Politics moves fast. Housing moves slow.

While many believe our political system moves painfully slowly, it is nothing compared to the time taken to lay bricks down and build a house.

Days after the Windrush migrants’ scandal triggered a mini Cabinet reshuffle, James Brokenshire MP returned to the Cabinet to take the reins at MHCLG, becoming the sixteenth minister to hold the portfolio for housing since 2000. Just days after that, the English Local Elections was widely viewed as a bell-weather on May’s ability to control Brexit as many went to the polls for the first time since the 2017 General Election.

Within London, however, housing was widely billed as the definitive issue. London First found that 43% of those renting in London agreed that it would help them to decide how to vote in the elections. This was not surprising given that late last year Hometrack found that house prices in London are 14.5 times the earnings of an average Londoner – the highest ever on record.

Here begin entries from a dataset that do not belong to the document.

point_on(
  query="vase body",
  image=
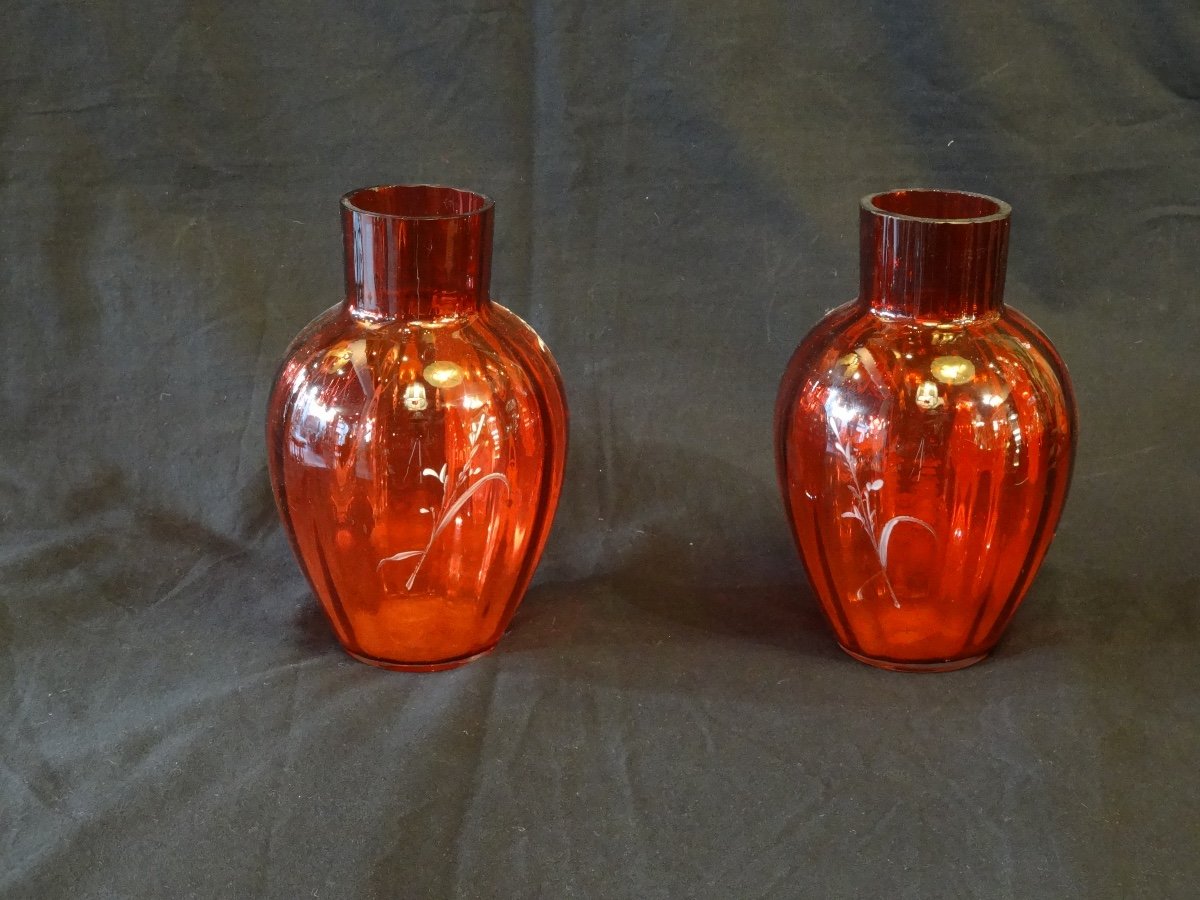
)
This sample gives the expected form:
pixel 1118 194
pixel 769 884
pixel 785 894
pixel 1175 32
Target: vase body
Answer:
pixel 417 436
pixel 924 439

More important still, Londoners cast their ballots up and down the capital in the shadow of Grenfell Tower – seen by many as epitomising the gulf between the rich and the poor in their experience of housing. And yet, defying the political punditry and emotive circumstances, the Conservatives held onto control in Kensington and Chelsea, with Labour taking just two seats in a high-turn out year.

While the Kensington and Chelsea Tories may be breathing a sigh of relief, they do so in part thanks to our short attention span and voracious appetite for news. Just last night, David Dimbelby steered the questions away from Grenfell during Question Time, despite it being held just half a mile from the site with members of Justice4Grenfell in the audience.

Simply put, our political cycles outpace the long-term planning needed to combat the housing crisis. Theresa May wants the UK to build 300,000 new homes a year. With a former lawyer and her long-term ally at the helm of MHCLG, it is hoped that Brokenshire will be the safe pair of hands needed to steer this country’s housing on a smooth course – that is for as long as he stays in office.